Datasets and tables collections

Datasets and tables are handled by the Dataset Service located in /src/api/services/datasets/dataset.service.js. At the moment of writing, no real database exists and it is all handled on the local filesystem.

The local filesystem is based on two MongoDB collections which are handled with two JSON files:

  • Dataset collection: /public/datasets.info.json
  • Tables collection: /public/tables.info.json

For example a dataset entry for the datasets.info.json looks like the following:

  "42": {
"id": "42",
"name": "Round4_2020",
"description": "Dataset from Semtab 2020",
"mentions": 486847,
"nTables": 49,
"lastModifiedDate": "2021-12-09T16:58:39.655Z",
"mantisDatasetName": "VajQkEFp_UH1Bg61dAocF",
"mantisId": 3
}

A table entry for the tables.info.json looks like the following:

  "90": {
"id": "90",
"idDataset": "42",
"name": "0A4KYJH5",
"nCols": 3,
"nRows": 20,
"nCells": 60,
"nCellsReconciliated": 40,
"lastModifiedDate": "2021-12-09T17:02:25.949Z",
"mantisId": 0,
"mantisStatus": "DONE"
}

Dataset and tables files are then organized in a hierarchical structure in /public/datasets/[datasetId]/[tableId].json where each json file corresponds to a table of dataset with id datasetId. By considering the bow examples the following path would exist: /public/datasets/42/90.json.

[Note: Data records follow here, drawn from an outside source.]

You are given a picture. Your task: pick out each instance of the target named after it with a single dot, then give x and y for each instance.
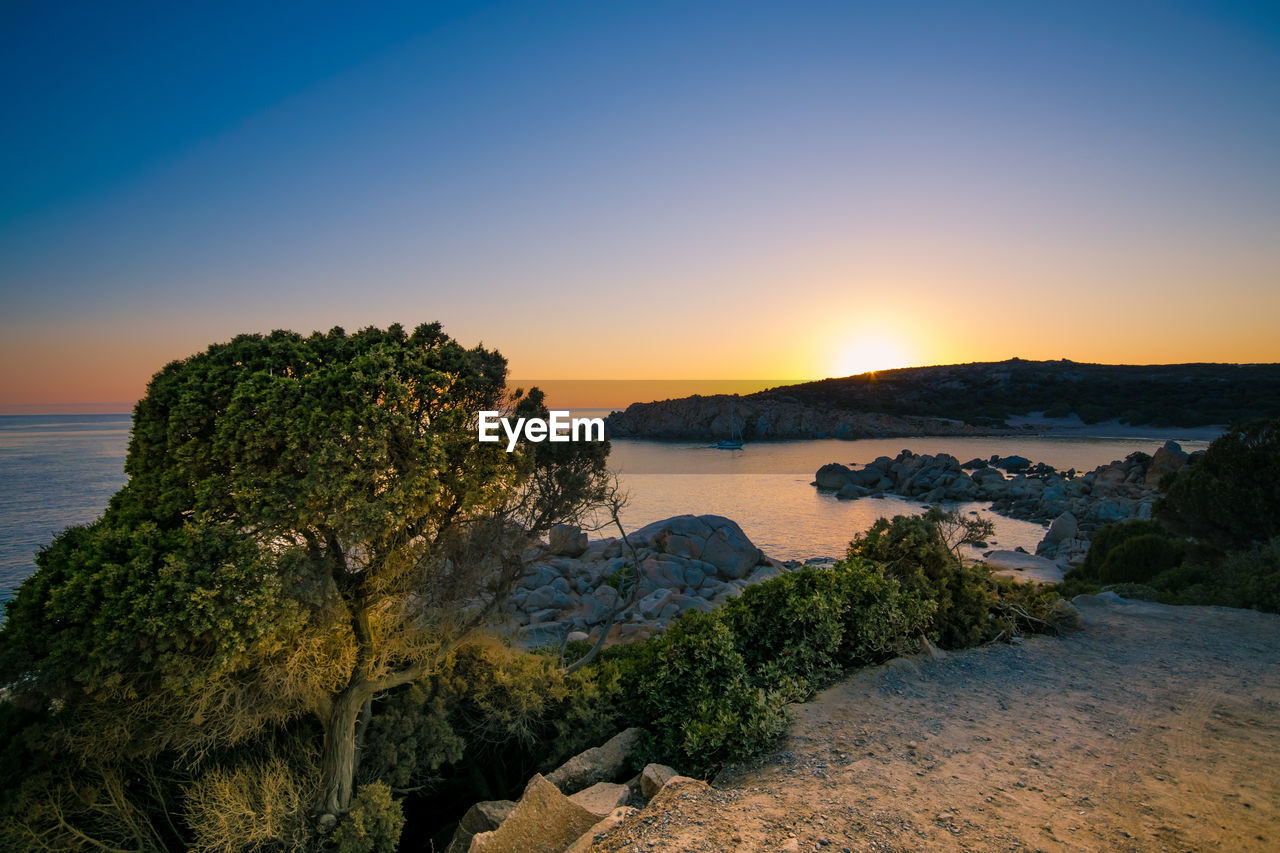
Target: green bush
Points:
(690, 688)
(913, 551)
(1232, 497)
(1139, 559)
(789, 630)
(1111, 537)
(374, 822)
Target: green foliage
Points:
(1230, 498)
(1138, 559)
(690, 687)
(305, 527)
(801, 629)
(374, 822)
(485, 708)
(1110, 537)
(913, 551)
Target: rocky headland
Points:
(766, 419)
(987, 398)
(1073, 505)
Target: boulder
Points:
(1166, 460)
(616, 816)
(568, 541)
(480, 817)
(833, 475)
(851, 492)
(1013, 463)
(602, 798)
(1063, 529)
(653, 778)
(607, 762)
(543, 820)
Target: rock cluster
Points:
(1077, 505)
(568, 808)
(685, 562)
(764, 418)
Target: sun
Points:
(869, 352)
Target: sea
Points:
(60, 470)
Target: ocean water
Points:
(58, 470)
(55, 470)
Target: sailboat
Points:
(735, 439)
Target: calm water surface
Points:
(56, 470)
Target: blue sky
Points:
(638, 188)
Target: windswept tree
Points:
(307, 523)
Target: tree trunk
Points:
(338, 769)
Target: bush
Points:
(1110, 537)
(1232, 497)
(690, 688)
(912, 551)
(374, 822)
(1139, 559)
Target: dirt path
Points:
(1152, 729)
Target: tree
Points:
(307, 523)
(1230, 497)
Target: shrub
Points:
(374, 822)
(789, 630)
(1111, 537)
(1232, 497)
(912, 551)
(690, 687)
(1139, 559)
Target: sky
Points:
(638, 190)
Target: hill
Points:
(969, 397)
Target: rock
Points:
(480, 817)
(833, 475)
(543, 820)
(1013, 463)
(1166, 460)
(567, 541)
(1063, 529)
(1024, 566)
(602, 798)
(762, 574)
(607, 762)
(653, 778)
(851, 492)
(584, 843)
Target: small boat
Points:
(735, 439)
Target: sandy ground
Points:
(1152, 729)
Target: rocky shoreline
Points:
(574, 584)
(769, 419)
(1073, 505)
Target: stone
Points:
(616, 816)
(568, 541)
(653, 778)
(832, 477)
(607, 762)
(1013, 463)
(602, 798)
(480, 817)
(851, 492)
(1166, 460)
(1063, 529)
(543, 820)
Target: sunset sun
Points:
(869, 352)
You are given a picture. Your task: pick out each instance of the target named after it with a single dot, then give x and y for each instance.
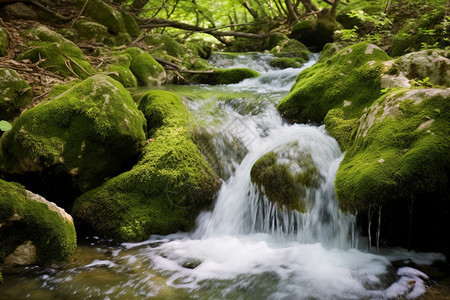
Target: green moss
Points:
(164, 191)
(399, 161)
(123, 75)
(15, 94)
(350, 80)
(427, 29)
(105, 14)
(86, 134)
(225, 76)
(134, 51)
(200, 48)
(69, 33)
(52, 234)
(167, 44)
(61, 55)
(280, 183)
(130, 24)
(368, 6)
(88, 30)
(4, 41)
(286, 62)
(343, 130)
(146, 69)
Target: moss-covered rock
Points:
(431, 64)
(60, 55)
(130, 24)
(345, 18)
(291, 48)
(147, 70)
(15, 94)
(224, 76)
(314, 33)
(122, 74)
(286, 62)
(104, 14)
(349, 80)
(89, 30)
(399, 161)
(28, 220)
(164, 191)
(167, 44)
(79, 138)
(284, 178)
(427, 29)
(4, 41)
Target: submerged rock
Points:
(164, 191)
(15, 94)
(284, 177)
(78, 138)
(33, 230)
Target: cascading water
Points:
(247, 247)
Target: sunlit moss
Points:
(53, 235)
(164, 191)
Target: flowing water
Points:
(246, 247)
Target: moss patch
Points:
(167, 188)
(15, 94)
(86, 134)
(88, 30)
(349, 80)
(4, 41)
(130, 24)
(399, 161)
(225, 76)
(146, 69)
(53, 235)
(285, 179)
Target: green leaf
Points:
(5, 126)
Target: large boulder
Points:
(32, 229)
(77, 139)
(395, 134)
(398, 161)
(314, 34)
(15, 94)
(164, 191)
(55, 53)
(284, 177)
(224, 76)
(4, 41)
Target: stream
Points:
(245, 247)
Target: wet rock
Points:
(32, 229)
(78, 138)
(15, 94)
(164, 192)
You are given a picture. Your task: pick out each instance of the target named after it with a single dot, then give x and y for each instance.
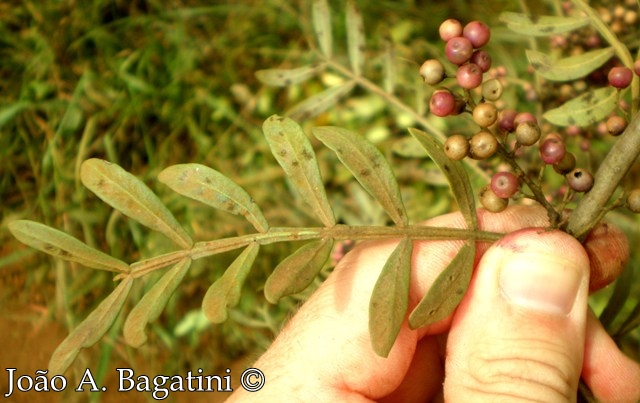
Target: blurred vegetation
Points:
(148, 84)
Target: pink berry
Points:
(504, 184)
(458, 50)
(552, 150)
(450, 29)
(469, 76)
(620, 77)
(442, 102)
(477, 32)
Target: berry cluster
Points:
(507, 132)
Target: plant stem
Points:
(612, 169)
(338, 232)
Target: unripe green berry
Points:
(482, 145)
(527, 133)
(490, 201)
(456, 147)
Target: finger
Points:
(519, 331)
(611, 376)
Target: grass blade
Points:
(368, 166)
(321, 16)
(315, 105)
(128, 194)
(568, 68)
(297, 271)
(355, 37)
(455, 173)
(212, 188)
(542, 26)
(152, 303)
(447, 291)
(64, 246)
(287, 77)
(293, 151)
(91, 329)
(225, 292)
(390, 299)
(585, 110)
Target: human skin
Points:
(523, 332)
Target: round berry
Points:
(450, 29)
(458, 50)
(506, 119)
(566, 164)
(482, 59)
(491, 201)
(527, 133)
(477, 32)
(633, 201)
(616, 125)
(485, 114)
(432, 71)
(482, 145)
(469, 76)
(442, 102)
(504, 184)
(620, 77)
(580, 180)
(456, 147)
(552, 150)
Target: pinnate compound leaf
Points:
(368, 166)
(91, 329)
(585, 110)
(315, 105)
(390, 299)
(542, 26)
(321, 16)
(212, 188)
(293, 151)
(152, 303)
(128, 194)
(355, 37)
(64, 246)
(447, 291)
(224, 293)
(568, 68)
(455, 173)
(287, 77)
(297, 271)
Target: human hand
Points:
(523, 331)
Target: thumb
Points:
(519, 333)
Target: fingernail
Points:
(541, 282)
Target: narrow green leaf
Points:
(152, 303)
(321, 16)
(568, 68)
(585, 110)
(297, 271)
(91, 329)
(542, 26)
(447, 291)
(390, 299)
(455, 173)
(128, 194)
(64, 246)
(224, 293)
(212, 188)
(368, 166)
(294, 153)
(315, 105)
(287, 77)
(355, 37)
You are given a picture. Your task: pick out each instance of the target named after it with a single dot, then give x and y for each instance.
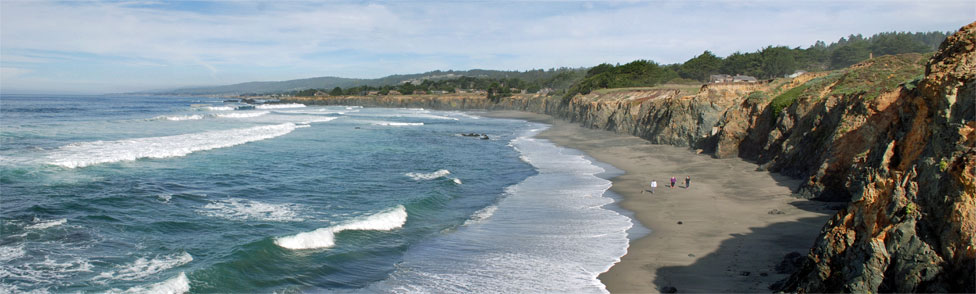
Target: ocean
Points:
(132, 194)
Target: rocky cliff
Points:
(911, 223)
(895, 136)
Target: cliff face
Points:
(911, 224)
(900, 146)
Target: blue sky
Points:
(118, 46)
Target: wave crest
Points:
(429, 176)
(143, 267)
(241, 114)
(325, 237)
(236, 209)
(279, 106)
(178, 284)
(91, 153)
(47, 224)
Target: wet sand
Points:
(724, 233)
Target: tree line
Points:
(766, 63)
(530, 81)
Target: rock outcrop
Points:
(911, 224)
(894, 136)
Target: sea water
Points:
(186, 194)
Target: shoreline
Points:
(736, 223)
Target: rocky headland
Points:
(894, 137)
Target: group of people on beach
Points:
(673, 181)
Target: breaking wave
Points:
(236, 209)
(178, 284)
(241, 114)
(428, 176)
(179, 117)
(279, 106)
(143, 267)
(91, 153)
(47, 224)
(395, 124)
(325, 237)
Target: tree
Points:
(845, 56)
(700, 67)
(742, 63)
(777, 61)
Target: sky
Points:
(89, 47)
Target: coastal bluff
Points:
(894, 137)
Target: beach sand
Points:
(724, 233)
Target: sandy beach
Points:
(724, 233)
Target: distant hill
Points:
(332, 82)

Mapping dataset/table fields to UI views

In the future, the data returned from a GET endpoint for a dataset or a table could change: some data could be removed, some data could be added, or some data could be modified. To facilitate those changes two javascript objects describe which data fields should be rendered and how they should be rendered in the frontend application.

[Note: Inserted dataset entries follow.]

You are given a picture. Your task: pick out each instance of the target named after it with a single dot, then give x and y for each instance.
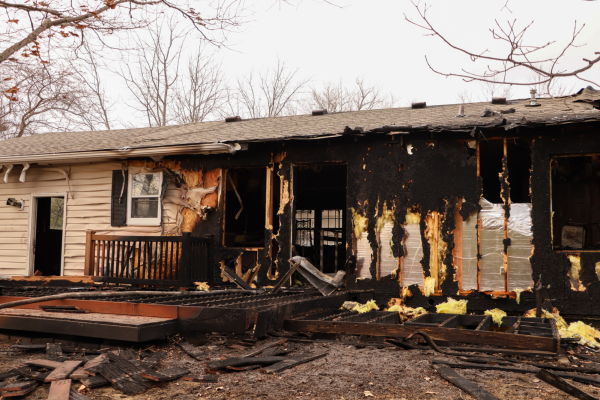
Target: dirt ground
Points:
(346, 372)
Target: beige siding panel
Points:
(88, 208)
(13, 246)
(75, 184)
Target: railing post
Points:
(89, 254)
(186, 260)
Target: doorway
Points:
(320, 215)
(47, 234)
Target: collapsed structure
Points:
(477, 201)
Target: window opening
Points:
(57, 212)
(144, 199)
(245, 207)
(576, 202)
(320, 214)
(48, 241)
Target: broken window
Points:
(245, 207)
(320, 214)
(498, 271)
(144, 205)
(57, 212)
(576, 202)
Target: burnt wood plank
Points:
(93, 382)
(90, 365)
(53, 350)
(166, 374)
(19, 393)
(463, 383)
(29, 347)
(238, 361)
(78, 374)
(60, 390)
(236, 279)
(191, 350)
(39, 376)
(9, 374)
(63, 371)
(579, 378)
(550, 344)
(120, 380)
(155, 358)
(563, 385)
(245, 367)
(44, 363)
(256, 351)
(203, 378)
(17, 386)
(75, 395)
(291, 362)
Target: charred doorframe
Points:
(318, 242)
(31, 236)
(237, 253)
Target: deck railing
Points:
(148, 260)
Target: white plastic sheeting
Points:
(492, 246)
(413, 254)
(364, 255)
(519, 251)
(388, 262)
(469, 253)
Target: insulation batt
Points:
(497, 315)
(429, 288)
(406, 312)
(452, 307)
(360, 308)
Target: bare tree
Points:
(201, 93)
(152, 74)
(520, 55)
(99, 116)
(41, 99)
(35, 30)
(270, 93)
(336, 97)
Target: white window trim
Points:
(144, 221)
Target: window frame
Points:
(156, 221)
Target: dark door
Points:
(48, 235)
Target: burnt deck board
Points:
(497, 339)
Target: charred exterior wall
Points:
(382, 174)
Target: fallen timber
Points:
(159, 314)
(370, 324)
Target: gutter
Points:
(155, 153)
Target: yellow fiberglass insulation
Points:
(412, 218)
(359, 224)
(497, 315)
(555, 315)
(452, 307)
(360, 308)
(518, 293)
(574, 273)
(202, 286)
(387, 217)
(429, 287)
(406, 312)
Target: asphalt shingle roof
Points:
(551, 111)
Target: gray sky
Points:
(372, 39)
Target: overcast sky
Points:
(372, 39)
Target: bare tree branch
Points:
(520, 55)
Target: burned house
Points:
(427, 202)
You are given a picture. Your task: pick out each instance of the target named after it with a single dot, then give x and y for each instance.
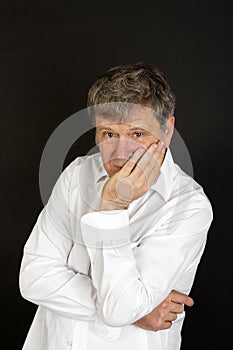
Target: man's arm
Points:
(45, 278)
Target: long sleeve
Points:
(44, 276)
(132, 280)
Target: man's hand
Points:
(166, 312)
(134, 179)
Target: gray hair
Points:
(113, 93)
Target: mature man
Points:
(113, 255)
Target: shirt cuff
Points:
(106, 229)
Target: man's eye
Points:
(138, 134)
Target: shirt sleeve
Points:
(45, 278)
(132, 281)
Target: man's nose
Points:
(124, 148)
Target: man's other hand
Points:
(165, 313)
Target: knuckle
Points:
(165, 304)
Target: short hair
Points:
(114, 92)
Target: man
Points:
(113, 255)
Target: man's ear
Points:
(169, 129)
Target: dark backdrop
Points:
(50, 53)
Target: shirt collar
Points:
(164, 183)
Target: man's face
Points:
(119, 140)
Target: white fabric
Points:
(94, 273)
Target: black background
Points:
(50, 54)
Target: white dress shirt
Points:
(94, 273)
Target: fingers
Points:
(181, 298)
(150, 160)
(177, 308)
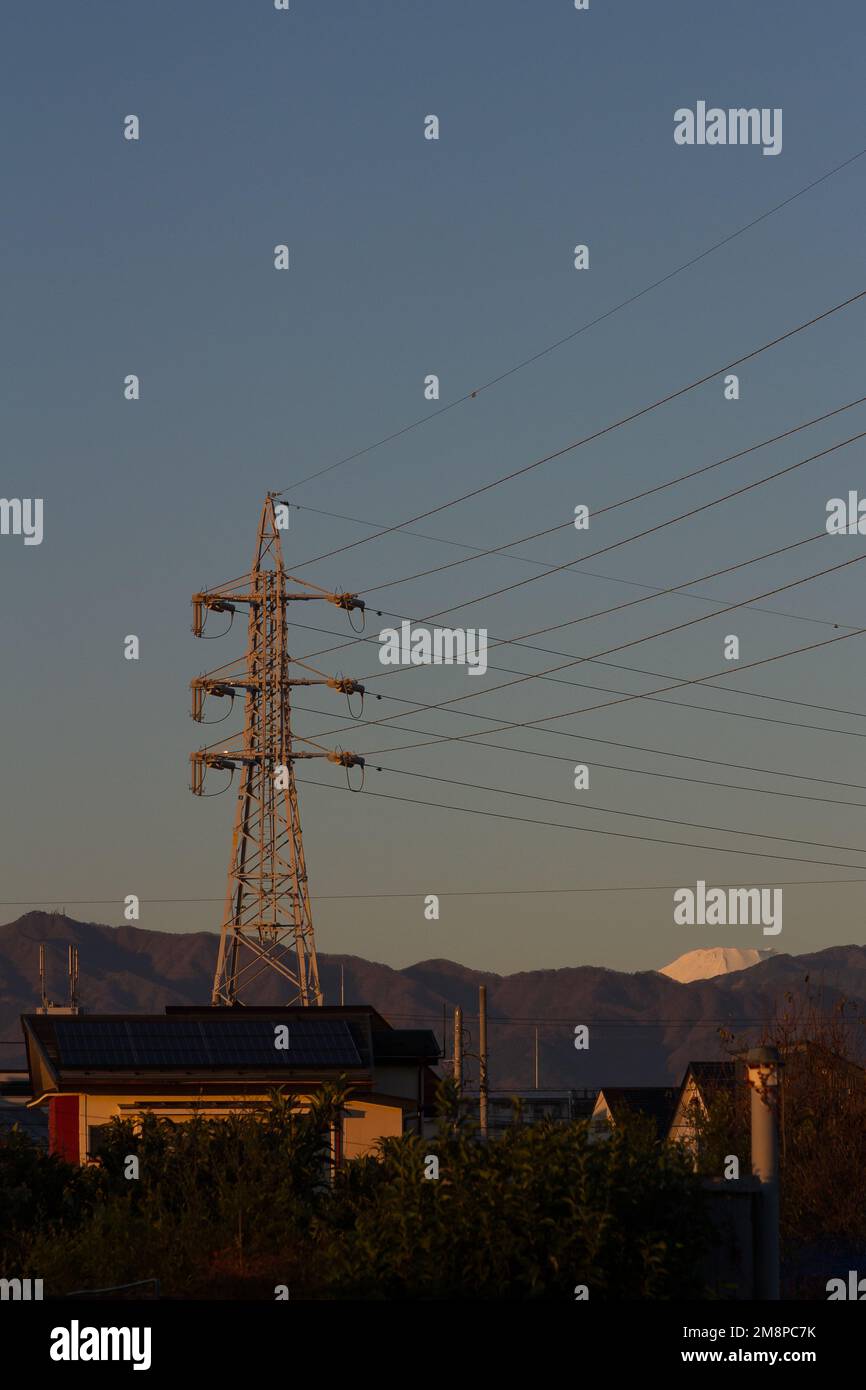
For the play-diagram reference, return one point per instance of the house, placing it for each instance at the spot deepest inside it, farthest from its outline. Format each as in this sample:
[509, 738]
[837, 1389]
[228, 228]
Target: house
[89, 1069]
[615, 1102]
[14, 1112]
[534, 1107]
[701, 1084]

The data fields for both dataset and table entries are described by two javascript objects located in /src/api/services/datasets/dataset.service.js:

const COLLECTION_DATASETS_MAP = {
name: {
label: 'Name',
// type: 'date' | 'percentage' | 'tag'
},
description: {
label: 'Description'
},
nTables: {
label: 'N. Tables'
},
mentions: {
label: 'N. Mentions'
},
lastModifiedDate: {
label: 'Last Modified',
type: 'date'
}
}
info

Type corresponds to a UI componenent. Check here how to add new UI component. If type is omitted the field is treated as text. The data fields included in the object will be displayed in the UI, meanwhile all others fields are left out of the visualization.

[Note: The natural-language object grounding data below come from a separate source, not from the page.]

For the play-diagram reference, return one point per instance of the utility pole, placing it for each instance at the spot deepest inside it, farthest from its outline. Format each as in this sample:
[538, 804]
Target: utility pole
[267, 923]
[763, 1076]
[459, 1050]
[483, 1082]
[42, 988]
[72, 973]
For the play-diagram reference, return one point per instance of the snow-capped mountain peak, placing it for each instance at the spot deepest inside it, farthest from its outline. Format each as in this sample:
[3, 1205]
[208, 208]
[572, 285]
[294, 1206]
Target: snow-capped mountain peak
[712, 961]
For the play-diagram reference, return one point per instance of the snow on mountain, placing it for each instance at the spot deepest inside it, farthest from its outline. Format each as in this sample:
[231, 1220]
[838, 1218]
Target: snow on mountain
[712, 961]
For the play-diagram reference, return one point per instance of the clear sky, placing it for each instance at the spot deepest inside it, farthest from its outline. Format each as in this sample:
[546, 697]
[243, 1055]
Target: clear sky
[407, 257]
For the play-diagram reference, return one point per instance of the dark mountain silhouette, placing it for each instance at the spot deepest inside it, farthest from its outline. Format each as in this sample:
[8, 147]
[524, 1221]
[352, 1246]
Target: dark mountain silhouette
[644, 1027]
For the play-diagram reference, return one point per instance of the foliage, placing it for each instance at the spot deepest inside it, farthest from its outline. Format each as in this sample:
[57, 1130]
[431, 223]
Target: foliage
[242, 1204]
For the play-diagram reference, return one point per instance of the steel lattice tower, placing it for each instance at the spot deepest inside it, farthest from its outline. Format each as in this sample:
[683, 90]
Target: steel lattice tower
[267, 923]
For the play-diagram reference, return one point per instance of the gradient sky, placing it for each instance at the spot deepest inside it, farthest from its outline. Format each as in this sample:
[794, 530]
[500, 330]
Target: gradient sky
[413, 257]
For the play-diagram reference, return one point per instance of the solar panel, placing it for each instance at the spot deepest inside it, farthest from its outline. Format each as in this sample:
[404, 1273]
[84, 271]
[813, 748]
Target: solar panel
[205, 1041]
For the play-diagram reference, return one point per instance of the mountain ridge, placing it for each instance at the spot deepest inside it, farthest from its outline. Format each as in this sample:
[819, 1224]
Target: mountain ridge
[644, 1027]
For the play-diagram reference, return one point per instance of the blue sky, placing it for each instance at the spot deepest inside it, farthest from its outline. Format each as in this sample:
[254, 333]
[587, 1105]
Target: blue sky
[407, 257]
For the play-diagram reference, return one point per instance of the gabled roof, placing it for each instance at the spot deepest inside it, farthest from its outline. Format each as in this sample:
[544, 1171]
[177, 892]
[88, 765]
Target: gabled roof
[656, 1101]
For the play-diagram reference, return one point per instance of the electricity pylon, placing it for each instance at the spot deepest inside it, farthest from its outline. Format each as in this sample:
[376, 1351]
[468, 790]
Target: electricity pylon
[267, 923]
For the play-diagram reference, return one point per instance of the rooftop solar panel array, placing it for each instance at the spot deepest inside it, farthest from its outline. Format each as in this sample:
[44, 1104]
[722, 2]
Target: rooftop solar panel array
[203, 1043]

const COLLECTION_TABLES_MAP = {
name: {
label: 'Name'
},
nCols: {
label: 'N. Cols'
},
nRows: {
label: 'N. Rows'
},
completion: {
label: 'Completion',
type: 'percentage'
},
lastModifiedDate: {
label: 'Last Modified',
type: 'date'
}
}
info

Type corresponds to a UI componenent. Check here how to add new UI component. If type is omitted the field is treated as text. The data fields included in the object will be displayed in the UI, meanwhile all others fields are left out of the visualization.